Hukum ilahi

Hukum Ilahi adalah kumpulan hukum apa pun yang dianggap berasal dari sumber transenden, seperti kehendak Tuhan atau dewa – berbeda dengan hukum buatan manusia atau hukum sekuler. Menurut Angelos Chaniotis dan Rudolph F. Peters, hukum ketuhanan biasanya dianggap lebih unggul daripada hukum buatan manusia,[1][2] kadang-kadang karena asumsi bahwa sumbernya memiliki sumber daya di luar pengetahuan manusia dan akal budi manusia.[3] Orang-orang yang percaya pada hukum ilahi mungkin memberi mereka otoritas yang lebih besar. daripada hukum lainnya,[4][5][2] misalnya dengan berasumsi bahwa hukum ketuhanan tidak dapat diubah oleh otoritas manusia.[2]

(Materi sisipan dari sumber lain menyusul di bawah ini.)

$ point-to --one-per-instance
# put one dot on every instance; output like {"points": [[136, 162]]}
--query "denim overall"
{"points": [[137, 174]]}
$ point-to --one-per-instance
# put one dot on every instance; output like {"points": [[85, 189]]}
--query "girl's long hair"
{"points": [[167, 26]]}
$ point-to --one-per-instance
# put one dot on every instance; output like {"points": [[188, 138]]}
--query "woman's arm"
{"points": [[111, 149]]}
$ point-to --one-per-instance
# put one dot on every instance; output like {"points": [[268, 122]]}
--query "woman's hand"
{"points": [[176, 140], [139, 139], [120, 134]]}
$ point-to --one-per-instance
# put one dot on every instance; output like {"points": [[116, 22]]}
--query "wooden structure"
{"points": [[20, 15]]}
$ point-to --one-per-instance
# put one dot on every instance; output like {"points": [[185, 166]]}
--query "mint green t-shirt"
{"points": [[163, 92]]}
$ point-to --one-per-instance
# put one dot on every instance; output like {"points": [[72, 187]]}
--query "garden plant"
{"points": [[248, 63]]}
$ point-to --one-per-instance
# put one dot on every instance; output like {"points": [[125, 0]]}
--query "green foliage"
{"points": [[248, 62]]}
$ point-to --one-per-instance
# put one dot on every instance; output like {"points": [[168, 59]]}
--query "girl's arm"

Menurut Chaniotis, hukum Ilahi terkenal karena sifatnya yang tidak fleksibel.[6] Pengenalan penafsiran ke dalam hukum Ilahi merupakan isu kontroversial, karena umat beriman sangat mementingkan kepatuhan terhadap hukum secara tepat. [7] Penentang penerapan hukum ilahi biasanya menyangkal bahwa hukum itu murni ilahi dan menunjukkan pengaruh manusia dalam hukum tersebut. Para penentang ini menggolongkan undang-undang tersebut sebagai milik tradisi budaya tertentu. Sebaliknya, penganut hukum ketuhanan terkadang enggan untuk mengadaptasi hukum ketuhanan yang tidak fleksibel terhadap konteks budaya.[8]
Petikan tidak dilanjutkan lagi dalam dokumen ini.